When you have a page named with a german umlaut, Apache 2.0.x isn't able to serve this page. You get an error-message: 403 - access denied. OS: Windows NT, 2000, probably XP (English and german OS). I don't know if this problem is also seen on non-Windows OS. tested Apache-Versions: 2.0.42 - 2.0.48 How to test: Rename an existing html-file in your Documentroot to "ä.html". Open a browser on your server-PC (both following versions doesn't work): http://localhost/ä.html http://localhost/%E4.html
I searched RFCs for using national characters in URLs like ä,ö,ü and if it's allowed to encode them in an http url. I found that there could be a problem in Apache2 regarding RFC specification - but I did not found anything about national encoded characters "can" or "must not" be used in http URLs. RFC2396 [7] 2.1 Summary: Special Characters that are not represented in the octet for the US-ASCII code require some way of identifying the charset used. Part of the referenced RFC2277 [2] 3.1: "All protocols MUST identify, for all character data, which charset is in use." Even if there is no problem regarding RFC specification, the error message is misleading. %E4.html - access denied -> wrong message %E4.html - not found -> could be the correct message if national characters are not allowed. "access denied" also occurs if ä.html does not exist. Compared with Apache1: Apache1 is able to send %E4.html back to the browser.
It's a problem on windows. If you use non-ascii characters in URLs, you have to encode the as UTF-8 and then apply url-encoding. %E4 will be mapped to 'ä' and not match the requirements of an unicode filesystem. BTW: It's recommend to use url encoded UTF-8 all the time in URLs, since there is no way to declare the charset in URLs, The 403 comes from the translator uri -> filename (since no valid filename, is it not found or is it forbidden? ;-). In newer versions of apache it should write an entry into the errorlog according to this failure.

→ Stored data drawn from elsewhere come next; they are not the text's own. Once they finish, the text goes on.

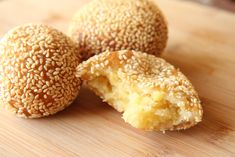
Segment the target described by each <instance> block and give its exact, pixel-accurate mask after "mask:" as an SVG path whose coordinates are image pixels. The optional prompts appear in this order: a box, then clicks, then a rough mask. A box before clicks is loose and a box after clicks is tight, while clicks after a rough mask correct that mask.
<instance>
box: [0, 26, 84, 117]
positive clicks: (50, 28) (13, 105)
mask: <svg viewBox="0 0 235 157" xmlns="http://www.w3.org/2000/svg"><path fill="white" fill-rule="evenodd" d="M77 50H78V48H77V46H76V44H75V43H74V42H73V41H72V40H71V39H70V38H69V37H67V36H66V35H65V34H63V33H61V32H60V31H58V30H56V29H54V28H52V27H49V26H46V25H41V24H25V25H22V26H18V27H16V28H14V29H12V30H11V31H9V32H8V33H7V34H5V36H4V37H3V38H2V39H1V41H0V73H1V76H0V83H1V92H0V93H1V94H0V99H1V100H2V104H1V105H3V106H4V107H5V108H6V109H7V110H10V111H11V112H14V113H15V114H16V115H17V116H19V117H26V118H38V117H43V116H48V115H50V114H54V113H56V112H58V111H60V110H63V109H64V108H65V107H67V106H68V105H69V104H70V103H71V102H72V101H73V100H74V99H75V98H76V96H77V94H78V91H79V88H80V84H81V83H80V79H78V78H76V77H75V68H76V66H77V65H78V64H79V62H80V59H79V58H78V57H77V56H76V53H77Z"/></svg>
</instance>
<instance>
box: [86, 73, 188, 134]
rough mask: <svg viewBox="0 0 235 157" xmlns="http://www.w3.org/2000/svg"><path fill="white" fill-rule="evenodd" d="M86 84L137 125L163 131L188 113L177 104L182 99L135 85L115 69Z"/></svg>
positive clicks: (125, 119) (95, 78) (115, 108)
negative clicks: (146, 88)
mask: <svg viewBox="0 0 235 157" xmlns="http://www.w3.org/2000/svg"><path fill="white" fill-rule="evenodd" d="M87 84H88V86H89V87H90V88H92V89H93V90H95V91H96V93H97V94H98V95H99V96H100V97H102V98H103V100H104V101H106V102H108V103H109V104H110V105H111V106H113V107H114V108H115V109H116V110H118V111H119V112H123V119H124V120H125V121H126V122H128V123H130V124H131V125H132V126H134V127H136V128H141V129H144V130H153V129H158V130H166V129H167V128H169V129H170V128H172V126H173V125H178V124H179V123H180V122H181V120H182V118H181V117H182V116H185V115H186V116H188V117H190V116H191V115H189V114H188V115H187V114H185V113H184V114H183V112H186V110H184V109H182V108H180V107H179V105H177V104H178V103H182V102H179V100H176V99H175V98H171V97H169V96H168V95H167V93H165V92H164V91H161V90H159V89H156V88H149V89H141V88H138V85H137V84H131V83H129V82H127V81H126V80H122V79H120V78H119V77H118V76H117V75H116V74H115V73H114V72H109V73H108V74H107V75H105V76H97V77H95V78H94V79H92V80H90V81H88V82H87ZM184 118H185V117H184Z"/></svg>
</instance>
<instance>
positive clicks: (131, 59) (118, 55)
mask: <svg viewBox="0 0 235 157" xmlns="http://www.w3.org/2000/svg"><path fill="white" fill-rule="evenodd" d="M77 77H79V78H81V79H82V80H83V82H84V84H85V85H87V87H88V88H90V89H91V90H92V91H94V92H95V93H96V94H97V95H98V96H100V97H101V98H102V99H103V101H105V102H107V103H108V104H109V105H111V106H112V107H113V108H115V109H116V110H117V111H119V112H123V116H122V117H123V119H124V120H125V122H127V123H129V124H130V125H132V126H133V127H135V128H138V129H143V130H148V131H153V130H154V131H163V132H164V131H165V130H182V129H187V128H190V127H192V126H194V125H196V124H197V123H199V122H200V121H201V120H202V115H203V109H202V106H201V101H200V99H199V97H198V94H197V92H196V90H195V89H194V87H193V85H192V84H191V82H190V81H189V80H188V79H187V77H186V76H185V75H184V74H183V73H182V72H181V71H180V70H179V69H177V68H175V67H174V66H173V65H171V64H170V63H168V62H166V61H165V60H164V59H161V58H158V57H156V56H153V55H150V54H146V53H143V52H138V51H133V50H132V51H130V50H122V51H106V52H103V53H101V54H99V55H96V56H93V57H91V58H89V59H88V60H87V61H84V62H82V63H81V64H79V65H78V67H77Z"/></svg>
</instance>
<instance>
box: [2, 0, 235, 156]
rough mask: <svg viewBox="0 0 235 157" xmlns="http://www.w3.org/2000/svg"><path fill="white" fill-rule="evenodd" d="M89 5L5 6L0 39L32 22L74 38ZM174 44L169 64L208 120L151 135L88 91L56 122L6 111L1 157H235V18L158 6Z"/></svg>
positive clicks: (191, 10) (171, 47)
mask: <svg viewBox="0 0 235 157" xmlns="http://www.w3.org/2000/svg"><path fill="white" fill-rule="evenodd" d="M86 3H87V1H86V0H79V1H77V0H60V1H58V0H5V1H1V0H0V36H1V35H3V34H4V33H5V32H6V31H7V30H8V29H10V28H12V27H14V26H16V25H18V24H23V23H27V22H38V23H46V24H49V25H53V26H55V27H56V28H58V29H61V30H62V31H64V32H66V30H67V27H68V22H69V21H70V19H71V16H72V15H73V13H74V12H75V11H76V10H77V9H78V8H80V7H81V6H83V5H84V4H86ZM157 3H158V4H159V6H160V7H161V8H162V10H163V11H164V13H165V14H166V16H167V19H168V22H169V26H170V40H169V43H168V47H167V49H166V52H165V54H164V55H163V57H164V58H165V59H166V60H167V61H169V62H170V63H172V64H174V65H175V66H177V67H179V68H180V69H181V70H182V71H183V72H184V73H185V74H186V75H187V76H188V77H189V79H190V80H191V81H192V83H193V84H194V85H195V88H196V89H197V90H198V92H199V95H200V98H201V100H202V102H203V109H204V118H203V122H202V123H200V124H199V125H197V126H195V127H193V128H191V129H188V130H185V131H174V132H166V134H163V133H161V132H144V131H140V130H137V129H134V128H132V127H131V126H129V125H128V124H126V123H124V121H123V120H122V119H121V114H120V113H118V112H116V111H115V110H114V109H112V108H111V107H109V106H108V105H107V104H105V103H102V101H101V100H100V99H99V98H98V97H97V96H95V95H94V94H93V93H92V92H90V91H88V90H86V89H82V90H81V93H80V96H79V97H78V99H77V100H76V101H75V102H74V103H73V105H72V106H71V107H69V108H67V109H66V110H65V111H62V112H60V113H58V114H56V115H55V116H51V117H47V118H43V119H34V120H26V119H21V118H16V117H15V116H13V115H11V114H8V113H6V112H5V111H4V110H3V109H2V108H0V156H1V157H5V156H7V157H18V156H22V157H27V156H29V157H35V156H43V157H44V156H45V157H62V156H63V157H73V156H81V157H96V156H97V157H110V156H112V157H159V156H164V157H184V156H190V157H194V156H195V157H199V156H200V157H203V156H211V157H232V156H235V15H234V14H232V13H228V12H224V11H220V10H216V9H212V8H207V7H203V6H201V5H198V4H194V3H192V2H186V1H174V0H167V1H166V0H158V1H157Z"/></svg>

You told me: %E4 will be mapped to 'ä' and not match the requirements of an unicode filesystem. But in the unicode character set 'ä' is a valid chacter and is mapped to %E4. You asked about the error message: 'access denied' is always used by Apache 2 when trying to get an url containing %E4. It doesn't matter if the file exists or not. The access to the file isn't forbidden - as I described Apache 1 is able to serve it (on the same server with system-rights). Using loglevel 'debug' or loglevel 'emerg' I can only find following entry regarding the problem: access.log: ... "GET /%E4.html HTTP/1.1" 403 1153 error.log: - Perhaps it's the same problem described in bug 15133 - but this belongs to Axis.
I said also, that it's recommended to use url encoded UTF-8 all the time in URLs, since there is no way to declare the charset in URLs %E4 is NOT URL-encoded UTF-8. %C3%A4 is.
Ok, but we have to find a working solution on both Apache-Versions. Apache1: .../%E4.html -> ä.html is displayed .../%C3%A4.html -> ä.html not found Apache2: .../%E4.html -> access denied .../%C3%A4.html -> ä.html is displayed For 'encoding' tests, I used IE 5.5, IE6 and Mozilla 1.5 on Win32: IE: ä.html -> \xE4.html Mozilla: ä.html -> %E4.html Apache1: %E4.html -> ä.html \xE4.html -> ä.html Apache2: %E4.html -> access denied \xE4.html -> access denied Apache2 wants UTF-8 Encoding - no current and widely known browser supports this in the initial configuration. It would be a lot easier if Apache2 would support unicode like Apache1 and the current browsers. Without unicode support Apache2 is impossible to use with german sites, expecially having more than 100 WEB-authors not knowing this problem.
I don't understand, what you expect for URLs containing non-ascii characters. Such URLs are invalid. So the behaviour of the client and the server is _undefined_ (read: everything can happen).
>> I don't understand, what you expect... What I expect then using an 'invalid' character like %E4 in an URL: Not an 'undefined' reaction of the server, but one of the following solutions: - get a correct error message Not: 'access denied' Better: 'File not found' or 'invalid URL'. - add unicode-support to Apache2. Either serve UTF-8 and Unicode files every time (like MS-IIS) or set a switch in a conf-file to specify which of both methods to use: special_character_handling = UTF-8 | Unicode | Both to be compatible with Apache1 and the various browsers.
%E4 is not an invalid character. %E4 is a sequence of 3 characters, representing the octet with value of 0xe4. No charset information given. Apache 2 which does support Unicode on Windows cannot map it to one charset. A correct representation of teh german a umlaut is %C3%A4 (as already said). This sequence represents two octets which are valid UTF-8 encoding for the german a umlaut in Unicode. The underlying filesystem (NTFS) can handle it. That's it. Your distinction between UTF-8 and Unicode makes no sense, because UTF-8 is a representation of Unicode.